Your kid just lost the championship game. They're crying in the parking lot. The season they worked for since summer practices ended with a one-goal loss in the final minute. What do you say?
Or the opposite: they just scored the winning goal. They're on top of the world, high-fiving teammates, feeling like the best player on the field. What do you say then?
The answers to both questions are more similar than you might think, and more important than parents usually realize.
After a Loss
Don't Rush Past the Feeling
Your instinct will be to make them feel better. "It's okay, there's always next year." "You did your best." "It's just one game."
Don't. Not right away. Let them feel it. Loss is painful, and young athletes need to learn that it's okay to feel that pain. If you rush them through it, you're teaching them that their feelings aren't valid.
Sit with them. Don't force conversation. A simple "I know that was hard" is enough.
Separate the Outcome from the Effort
Later — maybe that evening, maybe the next day — you can start to reframe the experience. "You worked really hard all season" is different from "You didn't win." Both are true. One focuses on what they controlled, the other on what they didn't.
Athletes lose all the time. The best ones learn to take pride in their effort regardless of the outcome, because over a long career, the outcomes balance out but the effort is always theirs.
Avoid the "Fix" Conversation
Don't use a loss as a teaching moment about what your kid did wrong. "If you had just passed more" or "You should have hustled harder on that play" is not what they need to hear. They already feel bad. Piling on makes it worse.
If there are lessons to be learned, they'll come out in conversation with their coach at the next practice. That's where the technical feedback belongs.
After a Win
Celebrate, But Keep Perspective
Let them feel good about it. Winning is fun, and kids deserve to enjoy it. But don't overdo it. If a regular season win feels like the Super Bowl, what happens when they lose next week?
Match their energy. If they're excited, be excited. If they're calm about it, be calm. Don't manufacture a bigger reaction than the moment deserves.
Praise the Process, Not Just the Outcome
"You played a great game" is fine. "I loved how hard you worked in the second half" is better. The first ties success to the outcome. The second ties it to something they can always control.
This matters because outcomes are unreliable. Your kid might play great and still lose. They might score the winning goal in a game where they didn't play well. If their self-worth is tied to outcomes, they'll ride an emotional roller coaster. If it's tied to effort, they'll have a stable foundation.
Be Careful About Comparing
"You were the best player on the field" feels like praise, but it's actually comparison. What happens when your kid's teammate plays better next week?
Focus on your kid's performance relative to themselves. "That was your best game of the season" celebrates their improvement without comparing them to anyone.
The Games Between the Big Moments
Most games aren't championships or blowouts. They're regular season games that your kid will mostly forget in a year. These are where day-to-day support matters most.

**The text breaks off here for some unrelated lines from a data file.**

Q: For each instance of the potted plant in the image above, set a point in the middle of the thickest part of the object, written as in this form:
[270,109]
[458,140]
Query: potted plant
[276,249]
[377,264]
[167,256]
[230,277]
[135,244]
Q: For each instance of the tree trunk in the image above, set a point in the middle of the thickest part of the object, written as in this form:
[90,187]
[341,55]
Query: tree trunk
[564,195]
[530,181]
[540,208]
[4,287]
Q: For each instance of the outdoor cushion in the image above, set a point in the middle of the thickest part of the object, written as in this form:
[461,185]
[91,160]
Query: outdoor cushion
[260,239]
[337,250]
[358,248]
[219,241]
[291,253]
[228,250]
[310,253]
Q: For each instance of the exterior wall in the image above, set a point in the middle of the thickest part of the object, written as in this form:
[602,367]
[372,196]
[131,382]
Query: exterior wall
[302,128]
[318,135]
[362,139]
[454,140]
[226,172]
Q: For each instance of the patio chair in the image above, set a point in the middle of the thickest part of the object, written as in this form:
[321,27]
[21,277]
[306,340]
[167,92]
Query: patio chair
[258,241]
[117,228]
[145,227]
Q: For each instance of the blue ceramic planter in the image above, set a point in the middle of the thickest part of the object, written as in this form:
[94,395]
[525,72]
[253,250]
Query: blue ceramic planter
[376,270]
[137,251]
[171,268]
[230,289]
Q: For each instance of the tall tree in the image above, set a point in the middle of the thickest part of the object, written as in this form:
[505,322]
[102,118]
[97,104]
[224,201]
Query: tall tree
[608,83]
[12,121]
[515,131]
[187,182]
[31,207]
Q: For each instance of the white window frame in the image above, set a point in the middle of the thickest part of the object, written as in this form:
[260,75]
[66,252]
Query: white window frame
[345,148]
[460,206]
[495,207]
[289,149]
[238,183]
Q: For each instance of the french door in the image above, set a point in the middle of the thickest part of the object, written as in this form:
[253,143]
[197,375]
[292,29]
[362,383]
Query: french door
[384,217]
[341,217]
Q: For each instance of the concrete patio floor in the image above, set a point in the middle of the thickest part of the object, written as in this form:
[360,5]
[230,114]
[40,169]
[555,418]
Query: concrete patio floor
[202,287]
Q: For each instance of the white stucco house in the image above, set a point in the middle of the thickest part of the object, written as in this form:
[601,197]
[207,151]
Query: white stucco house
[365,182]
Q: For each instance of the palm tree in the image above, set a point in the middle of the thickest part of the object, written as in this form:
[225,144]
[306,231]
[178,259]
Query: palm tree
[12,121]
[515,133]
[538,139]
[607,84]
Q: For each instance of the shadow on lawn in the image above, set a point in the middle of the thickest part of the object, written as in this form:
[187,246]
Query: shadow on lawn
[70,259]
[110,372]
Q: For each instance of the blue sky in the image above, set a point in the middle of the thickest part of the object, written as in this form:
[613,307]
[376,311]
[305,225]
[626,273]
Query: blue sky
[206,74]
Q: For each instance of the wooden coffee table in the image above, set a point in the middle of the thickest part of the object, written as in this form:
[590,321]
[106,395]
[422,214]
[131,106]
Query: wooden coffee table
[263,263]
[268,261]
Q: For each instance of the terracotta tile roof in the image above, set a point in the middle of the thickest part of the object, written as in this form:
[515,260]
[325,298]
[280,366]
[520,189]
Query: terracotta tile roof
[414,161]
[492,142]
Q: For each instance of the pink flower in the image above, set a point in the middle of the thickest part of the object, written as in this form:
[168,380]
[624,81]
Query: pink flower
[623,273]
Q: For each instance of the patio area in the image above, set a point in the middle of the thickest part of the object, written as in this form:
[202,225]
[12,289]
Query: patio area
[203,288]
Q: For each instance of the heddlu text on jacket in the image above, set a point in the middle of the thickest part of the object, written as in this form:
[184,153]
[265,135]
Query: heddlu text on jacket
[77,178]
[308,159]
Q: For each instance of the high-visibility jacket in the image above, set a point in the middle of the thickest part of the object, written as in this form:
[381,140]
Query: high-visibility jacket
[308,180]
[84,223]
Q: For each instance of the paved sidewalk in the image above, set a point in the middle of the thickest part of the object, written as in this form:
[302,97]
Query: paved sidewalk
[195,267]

Make Getting to the Game Pleasant
The pre-game car ride sets the tone. If you're stressed about being late, complaining about traffic, or grilling your kid about whether they did their homework, you're setting them up to play tight.
Keep it light. Let them control the music. Ask about their day at school, not about their strategy for the game. By the time you pull into the parking lot, they should feel relaxed and ready.
Don't Over-Analyze at Home
Your kid doesn't need a nightly debrief on every practice and game. They're living their athletic life at practice. When they come home, let them be a regular kid.
If they want to talk about sports, follow their lead. If they want to play video games or talk about Minecraft, let sports rest.
Building Long-Term Resilience
The reason this matters isn't really about sports. It's about the person your kid is becoming.
Athletes who learn to handle losses, celebrate wins with perspective, and tie their self-worth to effort rather than outcomes become adults who handle life the same way. They don't fall apart when a job application gets rejected. They don't get arrogant when things go well. They keep working through the ups and downs because that's the mindset they developed as kids.
Youth sports is practice for life. The scoreboard is almost beside the point. What matters is what your kid learns about themselves and how to respond to the world.
The Simplest Advice
After every game — win or lose, good or bad — try this: "I love watching you play." That's it. Nothing else.
Then let them lead the conversation from there. Sometimes they'll want to talk. Sometimes they won't. Your job isn't to process the game for them. Your job is to be there while they process it themselves.